Immunofluorescence protocol: Transfected RAW 264.7 cells were fixed in 4% paraformaldehyde before incubation with the primary antibody (RB820, RB821, RB822, RB523, RB824 or RB825, 1:100 in Dako REAL Antibody Diluent (Dako, #S2022)). Cells were then washed twice for 5 min in IHC buffer (0.05M Tris, 0.15M NaCl, 0.05% Tween 20) and incubated with the secondary antibody: Alexa Fluor® 647 AffiniPure™ Goat Anti-Guinea Pig IgG (Jackson ImmunoResearch, #106605003, 1:500 in Dako REAL Antibody Diluent). Cells were then washed twice for 5min in IHC buffer and once for 5 min in PBS and nuclei were stained in blue (DAPI, 1:1000). Finally, cells were washed once for 5 min in PBS, chambers were removed from the slide and FluoreGuard Mounting medium (Scytek #FMH030) added between the slide and a microscope cover glass. Images were acquired with a confocal microscope (Zeiss, LSM700).

Results

The ELISA results revealed a concentration-dependent binding of antibodies RB820, RB821, RB822, RB823, RB824, and RB825 to the mNeonGreen protein fused to TST (Fig. 1). These antibodies exhibited no binding to the negative control (irrelevant TST tagged peptide). When used for immunofluorescence detection, RB824 exhibited specific recognition of RAW 264.7 cells expressing mNeonGreen (Fig. 2). RB820, RB821, RB822, RB823, and RB825 antibodies displayed a non-detectable immunofluorescence signal in mNeonGreen-expressing RAW 264.7 cells (data not shown).

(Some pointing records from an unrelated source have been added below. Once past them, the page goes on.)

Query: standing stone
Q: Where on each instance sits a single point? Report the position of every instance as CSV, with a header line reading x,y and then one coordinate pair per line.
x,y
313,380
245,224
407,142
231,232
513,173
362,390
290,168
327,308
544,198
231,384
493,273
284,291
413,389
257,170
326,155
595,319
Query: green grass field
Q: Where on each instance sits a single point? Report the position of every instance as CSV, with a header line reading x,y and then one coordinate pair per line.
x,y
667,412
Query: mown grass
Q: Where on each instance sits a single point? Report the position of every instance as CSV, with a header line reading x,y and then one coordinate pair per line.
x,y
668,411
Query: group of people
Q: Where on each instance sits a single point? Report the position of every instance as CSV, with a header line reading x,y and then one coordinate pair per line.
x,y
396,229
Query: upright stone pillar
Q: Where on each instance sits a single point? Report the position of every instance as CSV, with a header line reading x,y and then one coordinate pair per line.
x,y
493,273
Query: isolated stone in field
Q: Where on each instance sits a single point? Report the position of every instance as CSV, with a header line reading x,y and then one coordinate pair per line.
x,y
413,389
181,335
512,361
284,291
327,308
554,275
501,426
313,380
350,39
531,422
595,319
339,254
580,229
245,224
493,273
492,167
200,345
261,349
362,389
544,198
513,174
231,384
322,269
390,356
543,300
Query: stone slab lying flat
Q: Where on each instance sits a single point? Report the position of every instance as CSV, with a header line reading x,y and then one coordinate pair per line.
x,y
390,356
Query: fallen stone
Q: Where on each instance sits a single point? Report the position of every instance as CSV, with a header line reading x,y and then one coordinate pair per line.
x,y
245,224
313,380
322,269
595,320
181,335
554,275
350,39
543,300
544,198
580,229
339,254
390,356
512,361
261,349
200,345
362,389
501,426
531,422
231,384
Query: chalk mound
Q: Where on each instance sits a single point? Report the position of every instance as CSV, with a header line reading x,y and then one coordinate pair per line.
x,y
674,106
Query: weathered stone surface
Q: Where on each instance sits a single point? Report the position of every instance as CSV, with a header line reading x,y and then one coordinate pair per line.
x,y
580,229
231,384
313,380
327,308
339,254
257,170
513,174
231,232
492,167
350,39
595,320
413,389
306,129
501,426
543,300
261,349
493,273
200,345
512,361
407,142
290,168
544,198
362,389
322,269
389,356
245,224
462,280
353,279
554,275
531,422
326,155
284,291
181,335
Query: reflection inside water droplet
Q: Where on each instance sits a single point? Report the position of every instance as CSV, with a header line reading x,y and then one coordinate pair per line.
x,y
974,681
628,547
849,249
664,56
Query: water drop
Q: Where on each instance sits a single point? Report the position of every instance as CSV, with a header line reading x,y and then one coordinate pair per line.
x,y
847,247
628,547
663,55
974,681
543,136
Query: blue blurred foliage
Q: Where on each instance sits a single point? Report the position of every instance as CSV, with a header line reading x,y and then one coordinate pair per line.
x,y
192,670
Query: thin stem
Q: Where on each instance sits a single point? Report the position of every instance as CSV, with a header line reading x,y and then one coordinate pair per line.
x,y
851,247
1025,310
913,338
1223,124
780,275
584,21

Figure 1. Specific binding of RB antibodies to the TST tagged mNeonGreen protein but not to an irrelevant TST tagged peptide (shown only for RB820; other background curves are superimposed), as detected by ELISA.

Figure 2. Specific binding of the RB824 antibody to mNeonGreen in RAW 264.7 cells, as detected by immunofluorescence. Living cells transfected with pcDNA-mNeonGreen exhibited green fluorescence, contrasting with their pcDNA-Empty transfected counterparts. RB824 antibodies (labelled in red) detected the presence of mNeonGreen by immunofluorescence. Merged analysis confirmed the colocalization of green and red fluorescence in transfected cells.

Conflict of interest

The authors declare no conflict of interest.

Data Availability Statement

The data that support the findings of this study are available from the corresponding author upon reasonable request.